What you proposed here sounds reasonable to me. -- Darren Duncan
On 2014-08-24, 7:15 PM, Chris Travers wrote:
I think composite types should be treated in exactly the same manner as
tuples in regular queries. Whenever we look up information to parse the
outside-most tuples of query results, do inner tuples/types then too.
Sure. There is of course a question of responsibility here. For OO stuff, I
don't mind saying "it's the object's responsibility to serialize" but we can't
put that in DBD::Pg. That is, however, the assumption in PGObject.
Because it will make the lazy attribute problems clearer, I will describe the
PGObject framework here.
PGObject.pm is essentially glue which ties in objects to the db via common
defined interfaces (essentially duck typing). Then the actual object
implementations (currently limited to PGObject::Simple for blessed hashrefs and
PGObject::Simple::Role for /Moo(se)?$/) then provide mapping services between
stored procedures and application methods. Because of the common interfaces,
object-responsible serialization means one can have a custom datetime handler
which serializes and deserializes appropriately (for simple types).
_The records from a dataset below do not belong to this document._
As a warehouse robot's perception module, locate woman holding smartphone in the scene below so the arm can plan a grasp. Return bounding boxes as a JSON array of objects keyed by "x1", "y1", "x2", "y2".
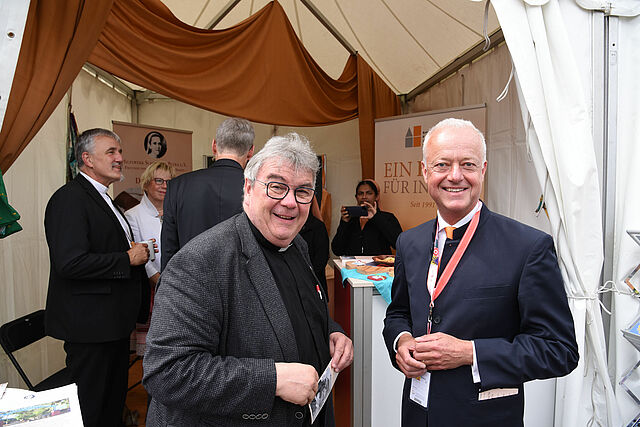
[{"x1": 331, "y1": 179, "x2": 402, "y2": 255}]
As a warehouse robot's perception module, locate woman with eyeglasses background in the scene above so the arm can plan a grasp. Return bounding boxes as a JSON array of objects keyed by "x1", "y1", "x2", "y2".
[{"x1": 124, "y1": 160, "x2": 176, "y2": 356}]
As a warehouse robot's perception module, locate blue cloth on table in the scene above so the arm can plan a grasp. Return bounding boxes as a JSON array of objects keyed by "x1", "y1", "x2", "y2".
[{"x1": 340, "y1": 268, "x2": 393, "y2": 304}]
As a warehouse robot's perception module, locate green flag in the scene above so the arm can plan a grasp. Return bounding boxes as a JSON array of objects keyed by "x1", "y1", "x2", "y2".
[{"x1": 0, "y1": 171, "x2": 22, "y2": 239}]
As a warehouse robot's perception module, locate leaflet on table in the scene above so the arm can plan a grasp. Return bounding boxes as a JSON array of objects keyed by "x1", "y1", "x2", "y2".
[
  {"x1": 309, "y1": 362, "x2": 338, "y2": 424},
  {"x1": 0, "y1": 384, "x2": 82, "y2": 427}
]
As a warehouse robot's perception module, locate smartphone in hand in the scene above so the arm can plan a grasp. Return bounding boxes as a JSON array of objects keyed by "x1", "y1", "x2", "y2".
[{"x1": 344, "y1": 206, "x2": 369, "y2": 218}]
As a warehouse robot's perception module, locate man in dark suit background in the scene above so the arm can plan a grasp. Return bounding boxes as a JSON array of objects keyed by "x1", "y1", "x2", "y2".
[
  {"x1": 44, "y1": 129, "x2": 153, "y2": 427},
  {"x1": 160, "y1": 118, "x2": 254, "y2": 269},
  {"x1": 383, "y1": 119, "x2": 578, "y2": 427},
  {"x1": 143, "y1": 134, "x2": 353, "y2": 427}
]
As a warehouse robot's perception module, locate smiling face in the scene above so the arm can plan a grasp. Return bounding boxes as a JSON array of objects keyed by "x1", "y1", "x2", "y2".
[
  {"x1": 144, "y1": 169, "x2": 171, "y2": 206},
  {"x1": 423, "y1": 127, "x2": 487, "y2": 224},
  {"x1": 244, "y1": 158, "x2": 313, "y2": 248},
  {"x1": 81, "y1": 135, "x2": 122, "y2": 187}
]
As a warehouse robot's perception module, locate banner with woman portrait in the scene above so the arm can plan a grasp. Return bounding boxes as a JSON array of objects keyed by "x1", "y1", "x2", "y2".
[{"x1": 113, "y1": 121, "x2": 193, "y2": 206}]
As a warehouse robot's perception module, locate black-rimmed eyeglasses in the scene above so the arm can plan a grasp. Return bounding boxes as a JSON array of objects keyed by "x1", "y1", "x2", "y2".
[{"x1": 255, "y1": 179, "x2": 316, "y2": 205}]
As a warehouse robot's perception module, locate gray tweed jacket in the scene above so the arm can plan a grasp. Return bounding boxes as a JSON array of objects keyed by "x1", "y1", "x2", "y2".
[{"x1": 143, "y1": 213, "x2": 343, "y2": 427}]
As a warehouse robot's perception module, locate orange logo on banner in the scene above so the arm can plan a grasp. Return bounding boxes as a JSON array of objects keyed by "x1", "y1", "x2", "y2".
[{"x1": 413, "y1": 126, "x2": 422, "y2": 147}]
If it isn't possible to do that at prepare() time, then do it at
execute() time. Do not repeat for each row fetched from the result of an
execute(), assuming data is homogeneous. This is the simplest way to know
that the type definitions we're working with are still valid for the
results.
So basically if we see a hashref, we need to know what type it is. This is
going to be outside SQL. We can do this with stored procs because we can look
up expected input types. I don't see how you can do something on an insert or
update statement though without the application specifying type. I don't see
how this could be done outside a bind_param call. Nested tuples at that point
cease to be a major problem.
We do not want to add any non-core dependencies. All that should be
required to use DBD::Pg is Perl itself, DBI, and DBD::Pg.
Memoize is core and has been since at least 5.8.9 according to what I have been
able to find. This being said, memoization is dangerous when it comes to db
stuff so it should definitely be optional if used at all.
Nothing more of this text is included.